What to Ask your Doctor
General Comments About Asking Questions
- Ask anything and everything.
- Don't apologize for asking questions and putting your child's best interest first. Be respectful but never apologize for challenging someone when it comes to your child's health and safety. You are your child’s advocate!
- Ask your doctor to be honest with you about how comfortable s/he is in making decisions about your child’s care.
- Let your doctor know you are part of a support group and have learned a great deal about other children with SCN8A.
- Make sure they are willing to be proactive in helping you, and do whatever it takes to make you and your family comfortable.
- Have you ever treated a patient with SCN8A epilepsy or symptoms related to SCN8A?
- Are there different ways to treat SCN1A and SCN8A epilepsy?
- How will my child develop?
- Are there other children with SCN8A mutations that do not experience seizures?
- What are the treatment options for hypotonia, autism, or ataxia related to variation in SCN8A?
- Is there a prognosis for my child?
- What types of seizures does my child have?
- What are some seizure triggers?
- How many seizures do I expect to see and when is it too many?
- What do I do if my child has too many or a very strong seizure?
- Different type of seizures: how do they look and what they are called?
- Ask for a letter to show emergency department staff indicating what to do in case your child goes to the ER.

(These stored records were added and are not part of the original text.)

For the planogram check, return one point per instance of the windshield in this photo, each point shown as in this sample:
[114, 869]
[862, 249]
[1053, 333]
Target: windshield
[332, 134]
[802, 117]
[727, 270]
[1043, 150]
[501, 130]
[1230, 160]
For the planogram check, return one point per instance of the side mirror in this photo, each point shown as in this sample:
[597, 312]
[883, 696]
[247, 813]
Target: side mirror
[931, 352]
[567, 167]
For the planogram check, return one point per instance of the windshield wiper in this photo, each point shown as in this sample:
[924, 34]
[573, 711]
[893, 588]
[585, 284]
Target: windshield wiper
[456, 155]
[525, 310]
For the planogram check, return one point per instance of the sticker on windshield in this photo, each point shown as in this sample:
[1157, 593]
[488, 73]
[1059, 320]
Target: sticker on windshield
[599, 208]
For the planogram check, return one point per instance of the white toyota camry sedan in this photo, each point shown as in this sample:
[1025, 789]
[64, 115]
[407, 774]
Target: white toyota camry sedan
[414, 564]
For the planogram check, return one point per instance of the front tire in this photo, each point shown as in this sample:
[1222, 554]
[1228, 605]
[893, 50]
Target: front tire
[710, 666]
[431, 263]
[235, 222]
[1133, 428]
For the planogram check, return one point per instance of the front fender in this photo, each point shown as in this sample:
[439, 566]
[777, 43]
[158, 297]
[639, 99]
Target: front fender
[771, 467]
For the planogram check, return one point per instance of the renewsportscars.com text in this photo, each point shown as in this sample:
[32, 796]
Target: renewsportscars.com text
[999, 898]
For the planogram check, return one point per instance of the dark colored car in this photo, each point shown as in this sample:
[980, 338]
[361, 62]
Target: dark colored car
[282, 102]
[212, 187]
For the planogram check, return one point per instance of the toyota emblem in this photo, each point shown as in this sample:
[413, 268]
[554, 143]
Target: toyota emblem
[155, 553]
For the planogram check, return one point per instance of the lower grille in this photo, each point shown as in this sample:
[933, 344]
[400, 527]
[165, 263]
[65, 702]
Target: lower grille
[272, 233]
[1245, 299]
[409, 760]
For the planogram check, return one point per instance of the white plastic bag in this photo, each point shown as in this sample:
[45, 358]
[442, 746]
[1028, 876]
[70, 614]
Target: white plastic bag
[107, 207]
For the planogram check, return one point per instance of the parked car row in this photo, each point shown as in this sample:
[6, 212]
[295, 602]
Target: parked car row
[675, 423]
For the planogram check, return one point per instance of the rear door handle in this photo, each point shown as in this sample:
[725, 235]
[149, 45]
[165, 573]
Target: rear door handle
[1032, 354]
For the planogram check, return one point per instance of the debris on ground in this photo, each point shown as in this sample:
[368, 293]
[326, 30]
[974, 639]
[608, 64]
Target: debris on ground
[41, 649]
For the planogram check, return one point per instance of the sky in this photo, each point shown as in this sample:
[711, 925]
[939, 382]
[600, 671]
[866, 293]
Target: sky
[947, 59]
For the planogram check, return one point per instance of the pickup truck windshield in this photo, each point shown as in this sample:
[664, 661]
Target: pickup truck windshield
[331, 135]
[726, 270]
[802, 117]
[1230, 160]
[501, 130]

- Ask for an emergency plan for home when seizures are out of control, including loading doses of rescue medicines.
- Which anticonvulsants have been shown to be useful for chronic seizure management in SCN8A?
- Which rescue medication would you recommend during a prolonged seizure?

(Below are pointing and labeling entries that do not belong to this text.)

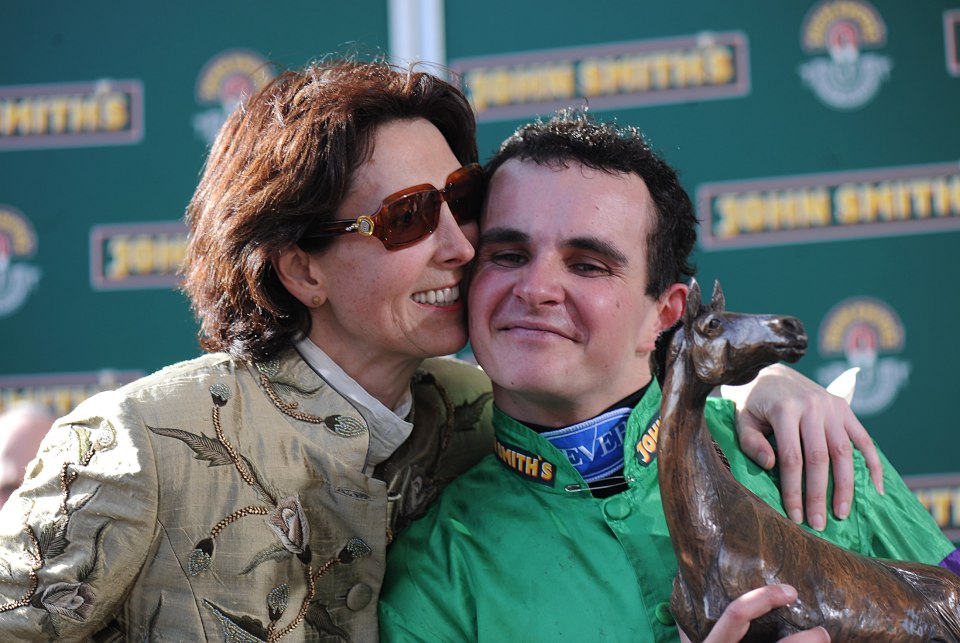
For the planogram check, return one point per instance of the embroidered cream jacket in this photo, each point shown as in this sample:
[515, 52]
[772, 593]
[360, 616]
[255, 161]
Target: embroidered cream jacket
[216, 500]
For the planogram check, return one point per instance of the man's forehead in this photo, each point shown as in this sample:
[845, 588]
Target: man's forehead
[572, 200]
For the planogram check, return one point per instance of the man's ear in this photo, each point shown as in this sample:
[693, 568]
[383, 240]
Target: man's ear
[671, 304]
[300, 276]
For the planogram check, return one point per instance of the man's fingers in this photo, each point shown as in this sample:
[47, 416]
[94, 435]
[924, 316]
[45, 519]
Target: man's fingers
[790, 457]
[816, 457]
[841, 459]
[753, 442]
[735, 620]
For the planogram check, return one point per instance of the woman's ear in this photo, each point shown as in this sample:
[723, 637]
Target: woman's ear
[671, 305]
[300, 276]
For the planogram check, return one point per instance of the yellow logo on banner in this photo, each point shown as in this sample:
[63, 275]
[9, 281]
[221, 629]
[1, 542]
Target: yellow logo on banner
[106, 112]
[699, 67]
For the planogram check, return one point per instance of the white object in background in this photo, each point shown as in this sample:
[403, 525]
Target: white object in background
[845, 384]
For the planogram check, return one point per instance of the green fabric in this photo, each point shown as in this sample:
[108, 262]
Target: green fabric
[505, 556]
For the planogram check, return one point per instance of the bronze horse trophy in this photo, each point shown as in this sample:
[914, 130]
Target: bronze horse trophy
[728, 541]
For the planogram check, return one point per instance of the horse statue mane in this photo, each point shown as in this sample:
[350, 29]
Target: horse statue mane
[728, 541]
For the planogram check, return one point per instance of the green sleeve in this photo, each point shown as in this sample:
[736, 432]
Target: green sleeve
[422, 597]
[895, 525]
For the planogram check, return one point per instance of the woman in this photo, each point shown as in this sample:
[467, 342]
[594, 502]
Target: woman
[250, 494]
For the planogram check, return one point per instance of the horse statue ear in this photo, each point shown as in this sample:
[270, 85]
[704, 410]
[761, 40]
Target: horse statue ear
[717, 302]
[692, 308]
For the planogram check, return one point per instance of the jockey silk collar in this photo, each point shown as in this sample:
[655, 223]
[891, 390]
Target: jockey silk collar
[594, 447]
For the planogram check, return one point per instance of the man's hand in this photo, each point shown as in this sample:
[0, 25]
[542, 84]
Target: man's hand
[735, 620]
[813, 429]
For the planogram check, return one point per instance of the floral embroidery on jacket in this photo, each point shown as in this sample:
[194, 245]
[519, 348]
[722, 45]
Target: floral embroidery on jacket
[284, 516]
[73, 600]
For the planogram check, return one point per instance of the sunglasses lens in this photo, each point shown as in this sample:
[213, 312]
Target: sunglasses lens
[410, 218]
[464, 195]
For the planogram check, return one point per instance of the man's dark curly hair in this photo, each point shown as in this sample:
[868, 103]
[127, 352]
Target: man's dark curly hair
[573, 136]
[283, 162]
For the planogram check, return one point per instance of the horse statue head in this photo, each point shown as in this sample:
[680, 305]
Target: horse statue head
[731, 348]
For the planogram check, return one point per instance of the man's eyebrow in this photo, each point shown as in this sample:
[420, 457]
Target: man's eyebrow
[599, 247]
[503, 235]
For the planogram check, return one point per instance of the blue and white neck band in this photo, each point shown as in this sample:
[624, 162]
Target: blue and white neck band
[594, 447]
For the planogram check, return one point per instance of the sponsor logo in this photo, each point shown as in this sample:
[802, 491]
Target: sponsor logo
[137, 255]
[60, 392]
[647, 444]
[951, 35]
[673, 70]
[225, 80]
[104, 112]
[525, 463]
[848, 78]
[940, 494]
[867, 333]
[18, 241]
[827, 207]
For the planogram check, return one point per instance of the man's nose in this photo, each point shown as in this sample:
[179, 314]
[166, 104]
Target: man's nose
[540, 283]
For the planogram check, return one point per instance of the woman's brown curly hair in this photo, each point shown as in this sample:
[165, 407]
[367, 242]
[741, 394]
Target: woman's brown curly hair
[282, 162]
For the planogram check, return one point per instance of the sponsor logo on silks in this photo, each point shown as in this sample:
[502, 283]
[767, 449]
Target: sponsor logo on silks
[18, 241]
[102, 112]
[940, 494]
[825, 207]
[865, 332]
[137, 255]
[697, 67]
[226, 80]
[593, 447]
[848, 78]
[951, 35]
[525, 463]
[60, 392]
[647, 444]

- Which anticonvulsants are contraindicated in the treatment of SCN8A epilepsy?
- Can you tell me which SCN8A variant my child has?
- May I have a copy of the genetic testing report?

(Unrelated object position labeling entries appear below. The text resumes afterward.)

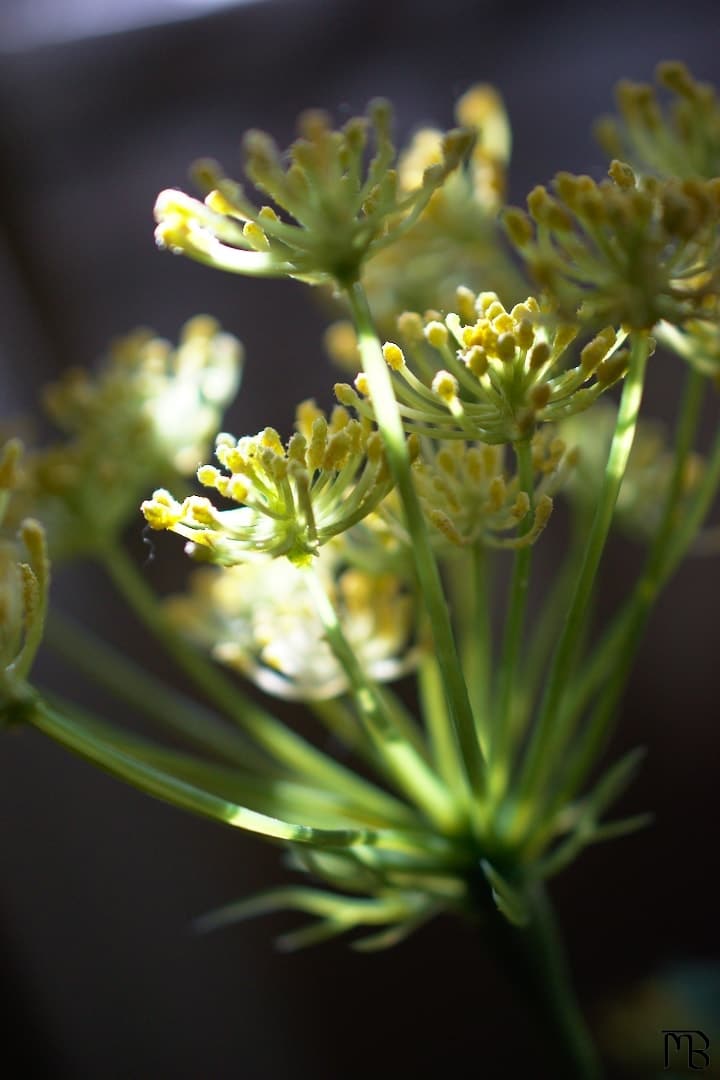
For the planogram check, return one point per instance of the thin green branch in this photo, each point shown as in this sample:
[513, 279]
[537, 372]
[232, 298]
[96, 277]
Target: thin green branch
[133, 684]
[409, 771]
[262, 727]
[390, 423]
[502, 727]
[549, 732]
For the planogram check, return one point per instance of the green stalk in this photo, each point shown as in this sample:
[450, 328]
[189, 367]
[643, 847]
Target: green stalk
[673, 540]
[269, 732]
[477, 639]
[390, 424]
[623, 636]
[502, 728]
[551, 729]
[133, 684]
[407, 768]
[443, 744]
[539, 956]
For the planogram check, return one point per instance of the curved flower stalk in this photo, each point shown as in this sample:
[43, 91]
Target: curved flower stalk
[150, 413]
[697, 341]
[261, 619]
[488, 374]
[335, 215]
[625, 252]
[24, 588]
[648, 477]
[295, 497]
[678, 137]
[457, 239]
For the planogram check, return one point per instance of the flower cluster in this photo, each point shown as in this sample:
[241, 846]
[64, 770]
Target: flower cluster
[295, 497]
[329, 215]
[457, 240]
[502, 372]
[260, 619]
[626, 252]
[470, 497]
[679, 139]
[150, 413]
[24, 585]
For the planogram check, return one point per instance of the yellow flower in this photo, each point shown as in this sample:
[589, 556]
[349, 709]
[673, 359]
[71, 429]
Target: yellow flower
[626, 252]
[294, 497]
[329, 214]
[148, 415]
[679, 138]
[490, 375]
[457, 239]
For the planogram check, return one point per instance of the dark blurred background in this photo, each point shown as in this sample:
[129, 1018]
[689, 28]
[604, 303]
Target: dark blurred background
[99, 883]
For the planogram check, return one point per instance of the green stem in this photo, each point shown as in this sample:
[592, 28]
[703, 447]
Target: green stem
[502, 728]
[407, 768]
[549, 733]
[477, 639]
[262, 727]
[137, 687]
[443, 744]
[390, 424]
[676, 532]
[541, 954]
[622, 637]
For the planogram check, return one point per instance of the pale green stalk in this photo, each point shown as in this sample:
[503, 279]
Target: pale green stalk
[674, 538]
[408, 769]
[390, 424]
[133, 684]
[472, 605]
[443, 744]
[551, 730]
[270, 733]
[502, 727]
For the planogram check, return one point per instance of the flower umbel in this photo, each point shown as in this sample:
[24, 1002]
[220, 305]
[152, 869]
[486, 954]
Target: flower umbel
[457, 240]
[329, 213]
[626, 252]
[488, 374]
[680, 138]
[296, 497]
[150, 413]
[260, 618]
[469, 496]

- Should my spouse and I also be tested? May I have those reports as well?
- What type of tests do I need to perform? And how often should these be monitored?
- Vaccinations: I want to be able to go to the pediatrician and be 100% confident they understand that a vaccine could trigger worse seizures and possibly losses of developmental skills. I want to receive sound advice on how I might alter the vaccine schedule or delay vaccines indefinitely.
Related Conditions and Challenges
- What type of secondary conditions should I monitor for?
- What other challenges do children with SCN8A face and what can be done about it? (e.g., feeding and respiratory problems, communication, sleep, social behaviors).
- What therapies are the most beneficial for cognitive or motor delay? Is this a futile idea? What can we expect?
- What is needed for the day-to-day management of this chronic illness?
Alternative Treatments and Therapies
- Are there other alternative treatments and therapies that have shown positive results in the overall care and management of SCN8A?
- How do we improve our child's quality of life?
- What family support is available to help my family cope with having a child with a chronic illness or a developmental disability?
- Ask for a letter of diagnosis of Cerebral Palsy or autism, as well as seizure disorder. Depending on what country or state you live in, there may be social services that you are eligible to receive.
- How do I monitor my child at night? Should I let my child sleep alone?
- What are signs to look out for, things other than seizures.
- Does my child need an EKG?
- What do I do if my child turns blue during a seizure?